Rezension

Freundschaftsroman mit Sprachgenuss

Ich komme nicht zurück -

Ich komme nicht zurück
von Rasha Khayat

Bewertet mit 4 Sternen

Hanna, Cem und Zeyna wachsen Ende der 1980er in einer Arbeitersiedlung im Ruhrgebiet auf. Zeyna ist gerade aus dem Iran angekommen, Cem hat türkische Wurzeln und Hanna wächst bei ihren Großeltern auf. Die drei werden unzertrennlich und sind es auch bis ins Erwachsenenalter, bis plötzlich etwas passiert, das Zeyna davon treibt.
Jetzt ist Hanna um die 40 und aus der Großstadt zurückgekehrt in das Haus ihrer Großeltern nach deren Tod. Hanna ist einsam: Es ist die Hochphase der Pandemie, es herrscht Kontaktverbot und die Menschen halten Abstand zueinander. Immer wieder sieht Hanna Frauen, die aussehen wie Zeyna und sie erinnert sich zurück. An die Kindheit mit ihren beiden engsten Freund:innen, aber auch an Eifersucht, Verlust, Identitätssuche und Wahlfamilie. Sie erinnert sich auch an die ersten Risse nach dem Brandanschlag von Mölln. Zeyna entwickelte Wut, und Zeynas und Cems Familien bekamen Angst, beide erzählen von der Erkenntnis "Dass keiner uns hier haben will.". Hanna kann nur von der Seite zuschauen, denn "Aber es hat dich nie betroffen, Nicht so wie uns.".

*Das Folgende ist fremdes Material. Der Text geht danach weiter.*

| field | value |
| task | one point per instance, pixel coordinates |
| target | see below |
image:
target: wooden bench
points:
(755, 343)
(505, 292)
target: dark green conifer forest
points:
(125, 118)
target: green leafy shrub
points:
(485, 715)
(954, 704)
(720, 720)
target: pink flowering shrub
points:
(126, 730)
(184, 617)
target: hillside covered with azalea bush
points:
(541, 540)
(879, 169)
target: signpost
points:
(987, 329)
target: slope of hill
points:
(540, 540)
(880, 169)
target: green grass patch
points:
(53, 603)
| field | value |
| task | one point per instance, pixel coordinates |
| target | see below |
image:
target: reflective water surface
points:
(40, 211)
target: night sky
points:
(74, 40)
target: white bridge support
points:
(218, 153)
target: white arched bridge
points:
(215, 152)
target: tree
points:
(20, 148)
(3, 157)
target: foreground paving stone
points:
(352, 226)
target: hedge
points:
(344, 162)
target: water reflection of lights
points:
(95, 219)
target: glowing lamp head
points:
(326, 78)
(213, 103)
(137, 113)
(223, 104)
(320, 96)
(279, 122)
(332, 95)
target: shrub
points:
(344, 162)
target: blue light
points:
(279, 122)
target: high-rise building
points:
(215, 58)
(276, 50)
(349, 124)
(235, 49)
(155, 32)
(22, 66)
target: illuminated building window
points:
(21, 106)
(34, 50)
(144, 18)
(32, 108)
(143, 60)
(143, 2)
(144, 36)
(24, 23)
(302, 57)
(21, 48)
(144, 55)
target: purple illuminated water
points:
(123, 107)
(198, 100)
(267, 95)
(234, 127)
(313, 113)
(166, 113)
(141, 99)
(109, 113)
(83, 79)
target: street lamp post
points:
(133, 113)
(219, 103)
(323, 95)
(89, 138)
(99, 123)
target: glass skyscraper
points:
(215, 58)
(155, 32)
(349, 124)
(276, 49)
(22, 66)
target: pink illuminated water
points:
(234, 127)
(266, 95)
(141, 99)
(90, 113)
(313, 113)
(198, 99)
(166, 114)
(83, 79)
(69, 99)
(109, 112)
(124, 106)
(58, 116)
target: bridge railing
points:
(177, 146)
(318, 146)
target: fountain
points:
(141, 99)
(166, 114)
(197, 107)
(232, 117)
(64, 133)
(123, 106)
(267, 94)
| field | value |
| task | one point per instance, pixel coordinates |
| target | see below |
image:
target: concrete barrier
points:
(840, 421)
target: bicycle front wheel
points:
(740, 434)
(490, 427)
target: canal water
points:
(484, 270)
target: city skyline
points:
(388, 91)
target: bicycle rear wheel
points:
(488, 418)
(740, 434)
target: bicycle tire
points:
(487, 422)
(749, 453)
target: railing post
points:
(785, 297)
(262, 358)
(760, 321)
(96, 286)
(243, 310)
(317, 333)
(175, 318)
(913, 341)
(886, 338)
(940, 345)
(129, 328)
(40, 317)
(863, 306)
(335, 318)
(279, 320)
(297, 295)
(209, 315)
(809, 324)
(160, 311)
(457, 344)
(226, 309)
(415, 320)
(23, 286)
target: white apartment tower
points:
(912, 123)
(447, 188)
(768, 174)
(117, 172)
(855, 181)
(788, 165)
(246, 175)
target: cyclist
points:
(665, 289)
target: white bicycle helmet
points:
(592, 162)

Dieser Roman ist sprachlich als auch handlungstechnisch sehr eingängig. Gerade die einschneidenden Geschehnisse wie der Brandanschlag von Mölln und der Einsturz des World Trade Centers werden eindrücklich in ihrer Wirkung auf Hanna, Cem und Zeyna dargestellt. Da ist die blitzlichthafte Schilderung des Einsturzes, Aber auch zahlreiche Formulierungen haben mich das Buch trotz seiner bedrückenden Thematik sehr genießen lassen. Hier wird eine Kinderfreundschaft und deren Transformation ins Erwachsenenalter mit gesellschaftlichen Veränderungen verknüpft und das Bewusstsein für unterschiedliche Lebensrealitäten geschärft. So sehr Hanna sich an diese Freundschaft klammert, wird sie doch immer wieder damit konfrontiert, dass das Leben von Cem und Zeyna nicht annähernd so sorglos ist und sie deren Erfahrungen niemals wirklich nachempfinden können wird, denn "dich hat es nie betroffen, Nicht so wie uns.". Dieses recht dünne Buch vermag emotional so einiges zu transportieren. Und dennoch hatte ich auch den Eindruck, dass die Geschichte selbst manchmal etwas dünn ist. Die schlussendliche Auflösung dessen, was Zeyna weggetrieben hat, ist ein eher altes Schema und wollte für mich nicht so richtig zum Rest passen. Emotional war es nicht immer einfach, sich mit Hanna zu identifizieren, die mit wenig Antrieb vor allem der Vergangenheit anhängt und ihr Umfeld oft kritisch und mitunter abwertend betrachtet. Insgesamt konnte mich diese poetische Freundschaftsgeschichte jedoch weitestgehend überzeugen und emotional berühren und gleichzeitig einige Punkte aufzeigen, die das Leben und die Identität von Kindern, deren Familien eine Migrationsgeschichte haben, berühren.